Katrina Anniversary
I know this is nothing to do with Secretary of State, but sometimes significant evetns warrant discussion whether or not the office being sought has anything to do with it. Certainly people ask me about things that have nothing to do with SOS more than to do.
Much is being made in the media about Hurricane Katrina having happened a year ago. Much should be made about it. This is a classic example of huge numbers of citizens not taking responsibility for the choices they make in their lives.
If a home's ground floor elevation is below sea level, and the area has a hurricane season associated with it, the only reasonable expectation is that disaster will that home.
I do not think that living in such areas should be banned, as some are calling for. I hold that anyone can build and live where they choose, so long as they accept full responsibility for that choice. One who chooses to live in such conditions had best get a solid insurance policy and have a solid evacuation plan. Anything less is poor planning.
The people of the region are victims, but mainly of their own poor planning. The unheralded victims are the people who live outside the Gulf. These are the people who are paying, via FEMA, for the poor planning and lousy decisions made by too many in the Gulf.
It's getting worse. Notice how with Ernesto, a weak tropical storm so far, FEMA and governors around the Gulf are over-reacting.
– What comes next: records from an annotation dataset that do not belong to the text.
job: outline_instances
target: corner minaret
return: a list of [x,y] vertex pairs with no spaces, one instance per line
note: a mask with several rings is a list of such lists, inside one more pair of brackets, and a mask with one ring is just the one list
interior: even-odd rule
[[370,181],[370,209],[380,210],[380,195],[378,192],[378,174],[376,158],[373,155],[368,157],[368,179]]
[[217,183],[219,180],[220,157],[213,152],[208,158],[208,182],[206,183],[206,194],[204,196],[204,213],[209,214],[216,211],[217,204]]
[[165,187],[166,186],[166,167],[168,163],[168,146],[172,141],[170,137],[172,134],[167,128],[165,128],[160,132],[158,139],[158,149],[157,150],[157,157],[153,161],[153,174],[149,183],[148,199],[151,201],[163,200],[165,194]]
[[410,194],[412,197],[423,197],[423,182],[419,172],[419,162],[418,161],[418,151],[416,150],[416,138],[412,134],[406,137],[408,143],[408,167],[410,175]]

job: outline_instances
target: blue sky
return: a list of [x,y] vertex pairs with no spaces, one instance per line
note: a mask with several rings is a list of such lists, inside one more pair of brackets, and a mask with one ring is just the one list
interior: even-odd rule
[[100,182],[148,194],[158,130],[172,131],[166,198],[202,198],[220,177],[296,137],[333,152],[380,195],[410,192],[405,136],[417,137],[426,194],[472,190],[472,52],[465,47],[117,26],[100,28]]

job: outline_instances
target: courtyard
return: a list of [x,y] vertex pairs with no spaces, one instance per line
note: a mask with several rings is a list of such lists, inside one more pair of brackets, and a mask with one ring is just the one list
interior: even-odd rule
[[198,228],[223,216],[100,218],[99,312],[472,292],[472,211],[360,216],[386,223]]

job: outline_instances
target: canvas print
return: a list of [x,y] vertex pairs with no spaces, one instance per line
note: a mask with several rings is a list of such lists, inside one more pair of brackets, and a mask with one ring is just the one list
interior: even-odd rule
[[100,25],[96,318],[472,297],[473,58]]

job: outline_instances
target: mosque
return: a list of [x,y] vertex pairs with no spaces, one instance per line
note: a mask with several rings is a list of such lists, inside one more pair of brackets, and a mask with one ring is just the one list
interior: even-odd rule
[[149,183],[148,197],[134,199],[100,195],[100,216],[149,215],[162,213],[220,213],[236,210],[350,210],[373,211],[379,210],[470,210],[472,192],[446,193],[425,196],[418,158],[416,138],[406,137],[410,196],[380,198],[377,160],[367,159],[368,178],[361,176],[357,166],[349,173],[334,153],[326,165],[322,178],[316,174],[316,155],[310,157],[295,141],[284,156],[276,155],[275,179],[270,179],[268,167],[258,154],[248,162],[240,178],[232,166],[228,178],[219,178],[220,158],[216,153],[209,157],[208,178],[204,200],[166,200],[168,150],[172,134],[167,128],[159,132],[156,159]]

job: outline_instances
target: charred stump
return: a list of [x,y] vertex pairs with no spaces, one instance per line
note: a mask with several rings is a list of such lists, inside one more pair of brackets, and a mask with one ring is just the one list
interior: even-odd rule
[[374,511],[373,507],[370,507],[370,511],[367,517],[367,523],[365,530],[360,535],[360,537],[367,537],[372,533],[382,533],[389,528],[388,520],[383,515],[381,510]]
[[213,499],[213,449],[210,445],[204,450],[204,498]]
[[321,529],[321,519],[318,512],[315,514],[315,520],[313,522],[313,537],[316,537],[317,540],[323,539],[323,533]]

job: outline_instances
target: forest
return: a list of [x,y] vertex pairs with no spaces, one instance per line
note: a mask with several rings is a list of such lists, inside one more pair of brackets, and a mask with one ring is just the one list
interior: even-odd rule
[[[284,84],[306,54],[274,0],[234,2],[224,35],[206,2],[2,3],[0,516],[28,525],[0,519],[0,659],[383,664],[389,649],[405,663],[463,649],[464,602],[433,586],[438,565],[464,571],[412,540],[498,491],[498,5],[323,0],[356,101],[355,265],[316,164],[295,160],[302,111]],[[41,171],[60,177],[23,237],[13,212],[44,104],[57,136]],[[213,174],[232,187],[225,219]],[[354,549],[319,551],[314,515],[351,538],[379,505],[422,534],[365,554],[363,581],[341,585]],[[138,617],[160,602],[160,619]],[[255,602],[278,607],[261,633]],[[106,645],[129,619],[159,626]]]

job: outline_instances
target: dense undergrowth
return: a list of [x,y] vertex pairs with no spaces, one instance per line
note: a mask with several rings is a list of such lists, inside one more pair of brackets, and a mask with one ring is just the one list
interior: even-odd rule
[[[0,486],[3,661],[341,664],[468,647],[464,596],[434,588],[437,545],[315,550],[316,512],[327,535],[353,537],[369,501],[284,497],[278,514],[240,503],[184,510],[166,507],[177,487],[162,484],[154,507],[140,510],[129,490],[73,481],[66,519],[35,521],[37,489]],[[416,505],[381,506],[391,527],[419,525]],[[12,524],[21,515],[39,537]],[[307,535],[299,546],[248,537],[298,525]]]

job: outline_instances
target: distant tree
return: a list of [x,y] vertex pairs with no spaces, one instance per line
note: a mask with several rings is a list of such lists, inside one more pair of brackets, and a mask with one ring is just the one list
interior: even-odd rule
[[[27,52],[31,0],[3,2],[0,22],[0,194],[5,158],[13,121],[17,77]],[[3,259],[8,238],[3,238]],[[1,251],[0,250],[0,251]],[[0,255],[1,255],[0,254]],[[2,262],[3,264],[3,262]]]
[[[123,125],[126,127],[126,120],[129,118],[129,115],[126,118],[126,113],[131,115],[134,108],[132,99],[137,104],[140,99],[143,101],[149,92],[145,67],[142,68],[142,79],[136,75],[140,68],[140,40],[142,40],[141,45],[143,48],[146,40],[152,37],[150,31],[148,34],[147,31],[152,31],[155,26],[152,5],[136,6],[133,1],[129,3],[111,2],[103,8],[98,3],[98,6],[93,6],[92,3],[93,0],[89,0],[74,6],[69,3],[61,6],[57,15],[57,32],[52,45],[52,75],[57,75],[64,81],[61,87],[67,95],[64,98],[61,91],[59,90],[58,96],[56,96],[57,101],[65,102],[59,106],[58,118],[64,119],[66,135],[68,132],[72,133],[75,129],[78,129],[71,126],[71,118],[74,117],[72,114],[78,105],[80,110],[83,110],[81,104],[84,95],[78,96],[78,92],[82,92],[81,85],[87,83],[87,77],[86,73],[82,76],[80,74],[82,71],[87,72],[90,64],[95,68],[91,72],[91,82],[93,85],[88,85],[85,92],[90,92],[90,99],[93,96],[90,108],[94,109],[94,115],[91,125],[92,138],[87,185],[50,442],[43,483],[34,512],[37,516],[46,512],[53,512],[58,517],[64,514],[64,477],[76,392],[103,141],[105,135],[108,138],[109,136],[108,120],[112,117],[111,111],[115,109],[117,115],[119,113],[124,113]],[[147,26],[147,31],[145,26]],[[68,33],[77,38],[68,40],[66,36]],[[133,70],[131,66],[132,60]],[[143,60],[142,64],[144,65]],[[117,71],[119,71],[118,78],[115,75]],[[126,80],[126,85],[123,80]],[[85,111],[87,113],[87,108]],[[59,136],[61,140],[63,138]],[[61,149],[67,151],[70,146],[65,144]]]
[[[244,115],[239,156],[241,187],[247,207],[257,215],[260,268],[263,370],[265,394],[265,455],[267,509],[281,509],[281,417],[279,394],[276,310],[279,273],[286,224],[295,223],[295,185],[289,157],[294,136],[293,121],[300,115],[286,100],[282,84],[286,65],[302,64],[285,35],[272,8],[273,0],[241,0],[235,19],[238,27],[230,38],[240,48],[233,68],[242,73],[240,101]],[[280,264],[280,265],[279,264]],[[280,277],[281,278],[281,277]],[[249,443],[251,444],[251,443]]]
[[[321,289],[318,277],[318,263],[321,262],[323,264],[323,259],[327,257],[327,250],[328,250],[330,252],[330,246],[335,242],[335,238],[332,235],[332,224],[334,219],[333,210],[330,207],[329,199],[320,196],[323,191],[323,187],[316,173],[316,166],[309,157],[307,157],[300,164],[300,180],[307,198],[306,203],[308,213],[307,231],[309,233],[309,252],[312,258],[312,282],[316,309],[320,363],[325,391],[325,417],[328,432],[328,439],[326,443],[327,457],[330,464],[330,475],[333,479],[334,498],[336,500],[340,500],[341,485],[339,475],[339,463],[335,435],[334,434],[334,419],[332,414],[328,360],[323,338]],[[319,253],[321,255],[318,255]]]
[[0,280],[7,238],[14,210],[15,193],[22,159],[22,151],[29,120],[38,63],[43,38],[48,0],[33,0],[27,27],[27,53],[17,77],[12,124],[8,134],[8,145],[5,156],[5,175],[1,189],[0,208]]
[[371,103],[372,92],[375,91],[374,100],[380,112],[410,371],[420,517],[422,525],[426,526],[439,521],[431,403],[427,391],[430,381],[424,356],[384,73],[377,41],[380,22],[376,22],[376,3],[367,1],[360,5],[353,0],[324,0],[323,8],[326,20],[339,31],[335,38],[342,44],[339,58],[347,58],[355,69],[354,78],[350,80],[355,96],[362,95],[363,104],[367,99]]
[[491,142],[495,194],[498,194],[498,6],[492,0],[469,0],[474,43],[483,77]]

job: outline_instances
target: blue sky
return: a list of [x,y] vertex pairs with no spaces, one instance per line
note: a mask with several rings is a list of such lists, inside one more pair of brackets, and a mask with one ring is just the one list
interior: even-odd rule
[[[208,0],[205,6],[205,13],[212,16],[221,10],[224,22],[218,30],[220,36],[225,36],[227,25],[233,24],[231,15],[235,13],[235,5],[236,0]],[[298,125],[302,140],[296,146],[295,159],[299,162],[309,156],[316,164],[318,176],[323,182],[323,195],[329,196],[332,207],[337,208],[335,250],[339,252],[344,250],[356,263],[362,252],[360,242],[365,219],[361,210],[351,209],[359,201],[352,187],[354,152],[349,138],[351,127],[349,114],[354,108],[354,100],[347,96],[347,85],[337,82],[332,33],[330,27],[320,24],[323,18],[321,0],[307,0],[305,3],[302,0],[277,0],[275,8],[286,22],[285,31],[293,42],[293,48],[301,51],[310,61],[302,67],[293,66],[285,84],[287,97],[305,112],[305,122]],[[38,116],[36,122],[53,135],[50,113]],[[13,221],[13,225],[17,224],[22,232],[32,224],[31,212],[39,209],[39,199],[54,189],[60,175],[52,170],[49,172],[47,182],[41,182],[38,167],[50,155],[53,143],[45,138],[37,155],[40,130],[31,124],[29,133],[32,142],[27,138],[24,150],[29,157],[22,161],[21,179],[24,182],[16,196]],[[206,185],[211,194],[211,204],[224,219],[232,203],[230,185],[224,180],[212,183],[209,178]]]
They don't want any part of the negative PR FEMA and the President took last year.
In fact, this was an opportunity for the President to be an advocate for self-responsibility and fiscal conservatism. It's understood that people buy land without thinking of all the possible consequences. But with Katrina, there was a real example, and a chance to change FEMA's role forever.
The President could have, and should have said to the country, "We will pay for you to rebuild a home. If you build it where it once stood, you take full responsibility should disaster strike again. We will not rebuild these areas a second time. FEMA's role is to assist in disaster, not to justify and forgive bad decision making, and certainly not to relieve anyone from thinking and planning. Choose carefully this time. This is the last FEMA bailout, ever. If you live in other hurricane magnet areas, in tornado alley, on a steep cliff where the waves are undercutting, or any other place with obvious risk, it's time for you to get insurance and to make a plan."
Alas, President Bush and the Republicans are just as committed to the perpetuation of big government as the Democrats.